Dena pressed her boss further, "I told him that he certainly couldn't fire me just because my daughter had pinkeye, and I got no response." The lack of a response from her boss confirmed Dena's worst thoughts: That she was being fired because she had children and had to take a day off of work to care for one of them. In Dena's mind it was clear as day: she was being discriminated against because she had children. What was a working single mother of two supposed to do next?
Dena Heads To Court
Upon her unjustified dismissal from work, Dena Lockwood went to the Chicago Commission on Human Relations (CCHR). According to the CCHR's website, "The Commission (CCHR) is charged with enforcing the Chicago Human Rights Ordinance and the Chicago Fair Housing Ordinance. The Commission investigates complaints to determine whether discrimination may have occurred, and uses its enforcement powers to punish acts of discrimination. Under the City's Hate Crimes Law, the agency aids hate crime victims. CCHR also employs pro-active programs of education, intervention, and constituency building to discourage bigotry and bring people from different groups together."
Any person feeling that she has experienced discrimination in the city of Chicago, and who falls into one of the 14 protected classes, is eligible to file a complaint with the CCHR. Dena Lockwood was one of those people. The 14 protected classes are: race, sex, age, color, religion, disability, ancestry, national origin, sexual orientation, marital status, parental status, gender identity, source of income, and military discharge status.
Provided that the complaint is logged into the system, meaning filed by the person bringing the complaint, within 180 days of the when the incident occurred, the person filing the complaint is eligible to receive: distress damages, attorney fees and costs, punitive damages (in some cases), and out-of-pocket expenses. Additionally, the respondent, (person or company that is accused of said discrimination) can be forced to pay a fine to the city of Chicago, if they are found to be liable for discrimination of an individual in one of the 14 protected classes.
The Courts Speak Loud And Clear
After a long and intense litigation procedure, the courts of Chicago spoke loud and clear, ruling in Dena's favor to the tune of $215,000 in damages and about $100,000 in attorneys costs and fees.
Ruth Major, Lockwood's lawyer, said that she and Dena filed her complaint through a city agency because they thought they would receive a better outcome than if they filed the complaint in a federal court under the state's discrimination laws based on gender, because at the time " the employees at the company were mostly women."

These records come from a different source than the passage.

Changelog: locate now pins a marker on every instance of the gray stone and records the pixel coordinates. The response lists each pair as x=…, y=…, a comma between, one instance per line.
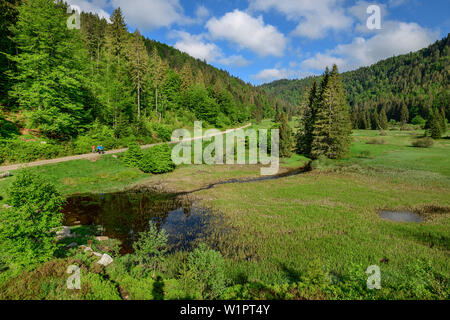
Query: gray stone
x=5, y=174
x=85, y=248
x=105, y=260
x=71, y=245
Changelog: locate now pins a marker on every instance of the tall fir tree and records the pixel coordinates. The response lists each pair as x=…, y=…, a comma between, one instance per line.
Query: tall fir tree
x=187, y=78
x=332, y=127
x=383, y=119
x=51, y=70
x=435, y=128
x=306, y=121
x=138, y=65
x=286, y=135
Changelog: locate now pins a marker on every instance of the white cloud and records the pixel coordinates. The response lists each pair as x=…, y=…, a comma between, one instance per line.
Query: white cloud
x=196, y=46
x=150, y=14
x=248, y=32
x=315, y=17
x=359, y=10
x=94, y=6
x=397, y=38
x=321, y=61
x=268, y=75
x=235, y=61
x=202, y=13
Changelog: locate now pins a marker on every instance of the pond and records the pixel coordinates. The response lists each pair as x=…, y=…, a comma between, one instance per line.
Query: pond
x=123, y=215
x=400, y=216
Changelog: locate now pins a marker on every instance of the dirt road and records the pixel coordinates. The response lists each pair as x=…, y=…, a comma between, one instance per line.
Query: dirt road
x=94, y=155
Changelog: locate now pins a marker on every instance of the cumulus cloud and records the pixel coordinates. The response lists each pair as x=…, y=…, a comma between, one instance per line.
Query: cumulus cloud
x=199, y=47
x=150, y=14
x=196, y=46
x=398, y=38
x=248, y=32
x=235, y=61
x=94, y=6
x=202, y=12
x=268, y=75
x=315, y=17
x=321, y=61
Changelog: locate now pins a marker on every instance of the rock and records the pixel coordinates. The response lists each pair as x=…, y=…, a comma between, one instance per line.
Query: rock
x=71, y=245
x=105, y=260
x=85, y=248
x=5, y=174
x=63, y=233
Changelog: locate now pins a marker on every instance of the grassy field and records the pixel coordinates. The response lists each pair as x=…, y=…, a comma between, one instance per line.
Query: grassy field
x=307, y=236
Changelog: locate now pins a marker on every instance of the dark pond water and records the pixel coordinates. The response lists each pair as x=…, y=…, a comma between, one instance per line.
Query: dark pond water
x=401, y=216
x=123, y=215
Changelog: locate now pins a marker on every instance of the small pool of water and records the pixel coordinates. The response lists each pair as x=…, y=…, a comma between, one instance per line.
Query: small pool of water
x=123, y=215
x=400, y=216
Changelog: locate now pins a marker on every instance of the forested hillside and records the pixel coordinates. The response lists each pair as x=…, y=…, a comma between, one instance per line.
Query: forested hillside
x=101, y=84
x=417, y=83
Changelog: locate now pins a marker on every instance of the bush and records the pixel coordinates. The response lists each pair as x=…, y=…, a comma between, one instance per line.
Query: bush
x=133, y=155
x=150, y=247
x=25, y=231
x=426, y=142
x=163, y=131
x=365, y=154
x=418, y=120
x=206, y=270
x=376, y=141
x=157, y=159
x=18, y=150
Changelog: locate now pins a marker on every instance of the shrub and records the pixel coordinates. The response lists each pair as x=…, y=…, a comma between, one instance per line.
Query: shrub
x=376, y=141
x=366, y=154
x=163, y=131
x=426, y=142
x=133, y=155
x=206, y=270
x=18, y=150
x=418, y=120
x=25, y=231
x=157, y=160
x=150, y=247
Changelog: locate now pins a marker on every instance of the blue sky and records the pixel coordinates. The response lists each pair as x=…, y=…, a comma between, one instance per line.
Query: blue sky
x=265, y=40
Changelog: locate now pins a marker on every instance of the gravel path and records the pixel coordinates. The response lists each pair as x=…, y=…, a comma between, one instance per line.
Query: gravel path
x=94, y=155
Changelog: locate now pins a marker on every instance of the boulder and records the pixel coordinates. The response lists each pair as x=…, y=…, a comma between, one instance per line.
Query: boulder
x=5, y=174
x=71, y=245
x=105, y=260
x=85, y=248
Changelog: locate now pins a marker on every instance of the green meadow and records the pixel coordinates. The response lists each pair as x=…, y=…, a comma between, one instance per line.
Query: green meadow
x=307, y=236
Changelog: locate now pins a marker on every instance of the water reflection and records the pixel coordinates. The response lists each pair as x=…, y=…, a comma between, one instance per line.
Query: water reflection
x=124, y=214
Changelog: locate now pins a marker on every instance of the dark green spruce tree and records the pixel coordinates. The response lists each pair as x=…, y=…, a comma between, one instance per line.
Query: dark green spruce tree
x=332, y=127
x=286, y=135
x=50, y=71
x=305, y=127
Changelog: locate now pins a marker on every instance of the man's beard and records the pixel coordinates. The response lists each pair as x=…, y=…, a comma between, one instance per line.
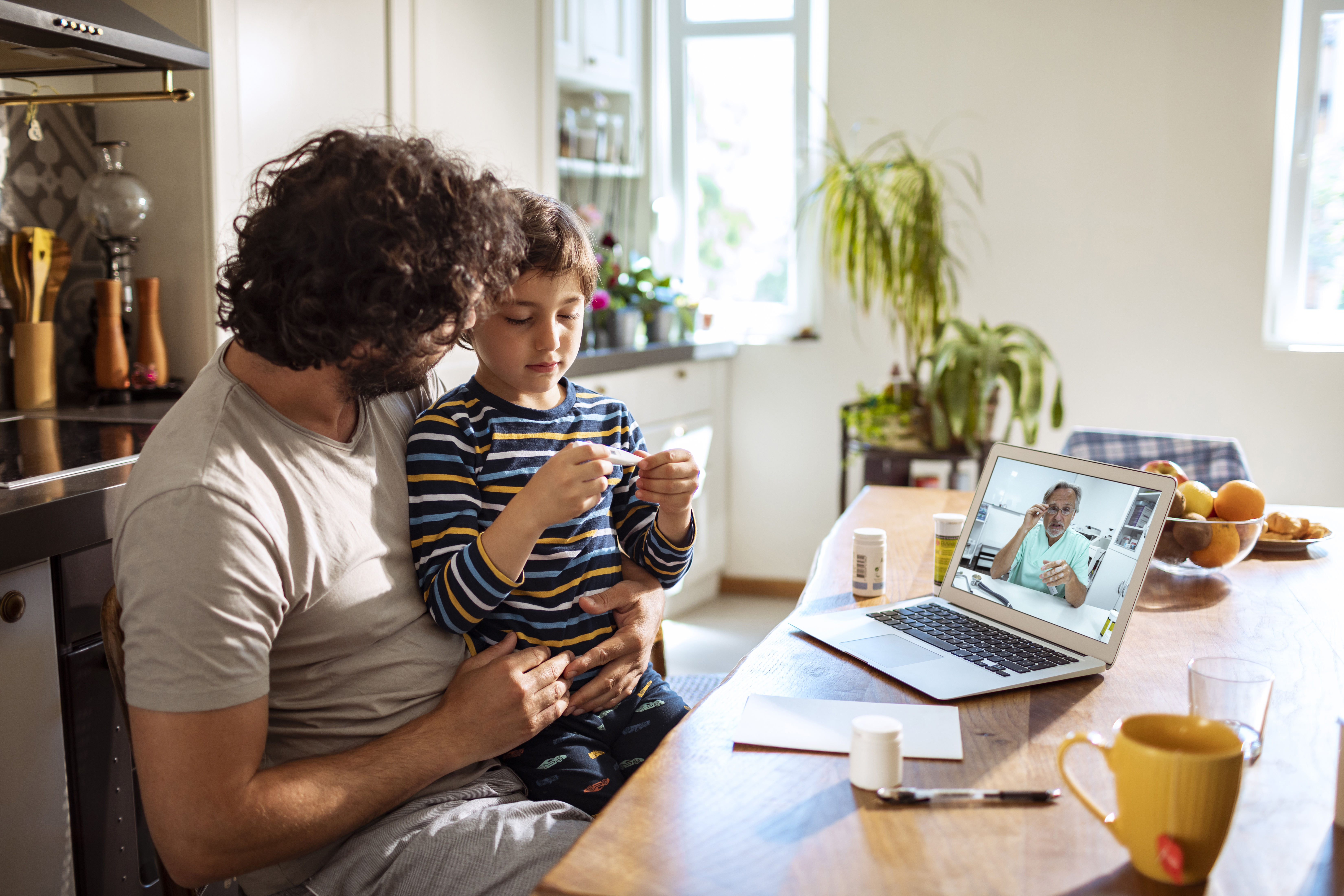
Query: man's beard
x=377, y=377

Major went on to tell ABCNews.com that this case is important because, "this case does send a message that administrative agencies will address conduct by employers and award meaningful damages in areas that [federal law] cannot."
For Dena, this experience taught her two valuable lessons. One, that in hindsight she had been the victim of discrimination at her job long before her boss gave her the axe. After speaking with the Commission, Dena was reminded that during her initial interview with Professional Neurological Services, Ltd. the sales manager questioned her about her commitment to working long hours (more than 65+ per week) with children at home. Dena knows now that that question alone was a discrimination red flag, but she just didn't think of it at the time.

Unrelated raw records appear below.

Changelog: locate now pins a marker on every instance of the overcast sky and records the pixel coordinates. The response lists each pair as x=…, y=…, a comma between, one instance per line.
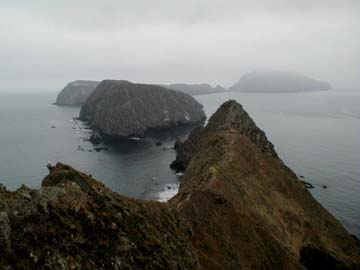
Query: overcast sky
x=45, y=44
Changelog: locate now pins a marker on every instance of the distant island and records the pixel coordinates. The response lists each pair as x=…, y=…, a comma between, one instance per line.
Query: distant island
x=278, y=81
x=196, y=89
x=238, y=207
x=121, y=109
x=76, y=93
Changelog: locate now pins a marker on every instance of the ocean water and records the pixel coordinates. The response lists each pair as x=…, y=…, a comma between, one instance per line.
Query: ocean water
x=316, y=134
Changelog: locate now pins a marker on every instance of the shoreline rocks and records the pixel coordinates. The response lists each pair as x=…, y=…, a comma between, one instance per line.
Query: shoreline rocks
x=238, y=207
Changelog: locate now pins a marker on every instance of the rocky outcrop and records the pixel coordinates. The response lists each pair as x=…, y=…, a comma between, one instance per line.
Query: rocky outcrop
x=237, y=192
x=76, y=93
x=196, y=89
x=278, y=81
x=122, y=109
x=238, y=207
x=75, y=222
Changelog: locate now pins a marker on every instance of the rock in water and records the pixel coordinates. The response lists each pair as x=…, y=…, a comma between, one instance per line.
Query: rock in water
x=75, y=93
x=278, y=81
x=122, y=109
x=238, y=207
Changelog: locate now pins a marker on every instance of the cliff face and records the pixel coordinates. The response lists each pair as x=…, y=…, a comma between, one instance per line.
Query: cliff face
x=278, y=81
x=196, y=89
x=121, y=108
x=238, y=207
x=248, y=210
x=76, y=93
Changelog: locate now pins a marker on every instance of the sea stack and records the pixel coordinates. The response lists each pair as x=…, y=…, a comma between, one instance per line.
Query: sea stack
x=122, y=109
x=75, y=93
x=238, y=207
x=271, y=81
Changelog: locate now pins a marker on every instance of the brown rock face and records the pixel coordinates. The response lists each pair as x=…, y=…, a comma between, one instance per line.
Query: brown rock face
x=238, y=207
x=248, y=210
x=121, y=109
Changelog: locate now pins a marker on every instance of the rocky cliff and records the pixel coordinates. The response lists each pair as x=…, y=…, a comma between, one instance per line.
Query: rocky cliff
x=196, y=89
x=278, y=81
x=238, y=207
x=76, y=93
x=122, y=108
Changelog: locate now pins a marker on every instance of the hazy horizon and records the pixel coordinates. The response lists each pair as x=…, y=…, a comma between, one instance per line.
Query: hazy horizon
x=46, y=45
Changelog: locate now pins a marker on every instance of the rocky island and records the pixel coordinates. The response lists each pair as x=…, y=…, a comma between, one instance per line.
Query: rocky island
x=278, y=81
x=119, y=109
x=196, y=89
x=238, y=207
x=75, y=93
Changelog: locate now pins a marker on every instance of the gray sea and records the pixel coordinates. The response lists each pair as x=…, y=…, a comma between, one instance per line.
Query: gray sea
x=316, y=134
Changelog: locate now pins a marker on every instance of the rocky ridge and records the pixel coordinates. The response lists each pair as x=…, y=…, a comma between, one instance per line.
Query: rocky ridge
x=196, y=89
x=238, y=207
x=76, y=93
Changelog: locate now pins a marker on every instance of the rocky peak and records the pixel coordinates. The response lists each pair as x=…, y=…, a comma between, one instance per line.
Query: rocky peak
x=232, y=117
x=121, y=109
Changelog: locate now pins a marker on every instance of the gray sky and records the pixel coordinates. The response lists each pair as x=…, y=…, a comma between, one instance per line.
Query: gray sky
x=45, y=44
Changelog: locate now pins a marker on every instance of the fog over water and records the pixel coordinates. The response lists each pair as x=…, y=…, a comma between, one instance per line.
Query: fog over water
x=45, y=44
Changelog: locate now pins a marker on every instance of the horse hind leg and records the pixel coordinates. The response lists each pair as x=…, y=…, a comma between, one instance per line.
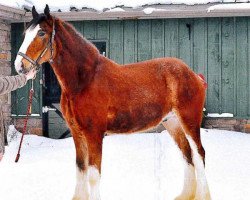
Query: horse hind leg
x=190, y=118
x=175, y=130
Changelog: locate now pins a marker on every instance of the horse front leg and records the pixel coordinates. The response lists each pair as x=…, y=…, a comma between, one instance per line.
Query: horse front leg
x=88, y=164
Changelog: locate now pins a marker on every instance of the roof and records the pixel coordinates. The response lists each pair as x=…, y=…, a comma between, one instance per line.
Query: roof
x=141, y=12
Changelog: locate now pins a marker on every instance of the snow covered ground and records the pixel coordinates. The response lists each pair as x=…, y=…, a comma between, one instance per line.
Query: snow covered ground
x=135, y=167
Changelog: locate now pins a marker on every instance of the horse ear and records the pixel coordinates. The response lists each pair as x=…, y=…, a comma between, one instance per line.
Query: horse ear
x=34, y=12
x=46, y=10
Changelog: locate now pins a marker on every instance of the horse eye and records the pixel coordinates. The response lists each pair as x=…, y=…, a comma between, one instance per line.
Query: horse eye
x=41, y=33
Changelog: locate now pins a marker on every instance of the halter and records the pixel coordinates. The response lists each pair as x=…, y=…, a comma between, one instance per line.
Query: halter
x=35, y=63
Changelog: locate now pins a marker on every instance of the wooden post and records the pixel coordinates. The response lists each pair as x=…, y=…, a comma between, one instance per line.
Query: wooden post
x=2, y=133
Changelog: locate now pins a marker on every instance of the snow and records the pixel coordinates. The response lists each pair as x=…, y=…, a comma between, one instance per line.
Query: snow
x=137, y=166
x=220, y=115
x=228, y=7
x=149, y=11
x=99, y=5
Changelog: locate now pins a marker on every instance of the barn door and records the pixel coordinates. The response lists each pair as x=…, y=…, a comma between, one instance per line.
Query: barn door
x=54, y=125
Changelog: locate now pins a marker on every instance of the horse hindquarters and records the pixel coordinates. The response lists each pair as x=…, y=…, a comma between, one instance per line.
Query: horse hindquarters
x=175, y=130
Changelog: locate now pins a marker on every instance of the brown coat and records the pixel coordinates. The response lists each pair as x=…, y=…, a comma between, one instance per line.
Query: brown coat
x=10, y=83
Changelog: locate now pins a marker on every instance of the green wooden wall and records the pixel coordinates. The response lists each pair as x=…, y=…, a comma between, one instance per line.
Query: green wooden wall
x=216, y=47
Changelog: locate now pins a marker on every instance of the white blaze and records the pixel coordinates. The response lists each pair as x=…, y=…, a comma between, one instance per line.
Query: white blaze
x=30, y=34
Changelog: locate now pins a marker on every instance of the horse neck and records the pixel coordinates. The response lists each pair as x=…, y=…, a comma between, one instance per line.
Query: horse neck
x=75, y=59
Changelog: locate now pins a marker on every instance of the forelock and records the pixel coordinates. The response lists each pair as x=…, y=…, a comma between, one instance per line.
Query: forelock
x=34, y=22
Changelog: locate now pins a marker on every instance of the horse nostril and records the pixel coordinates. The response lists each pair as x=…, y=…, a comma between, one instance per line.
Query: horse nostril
x=20, y=71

Secondly, this experience taught Dena to speak up when something is not right, and that going the local route, of dealing with a local agency bound by local laws, can be just as effective, if not more so, than filing in federal court.
For this one working single mother of two, taking the high road at the local level lead to big results that could be heard at the national level, altering the public to the fact that some good can come from bad.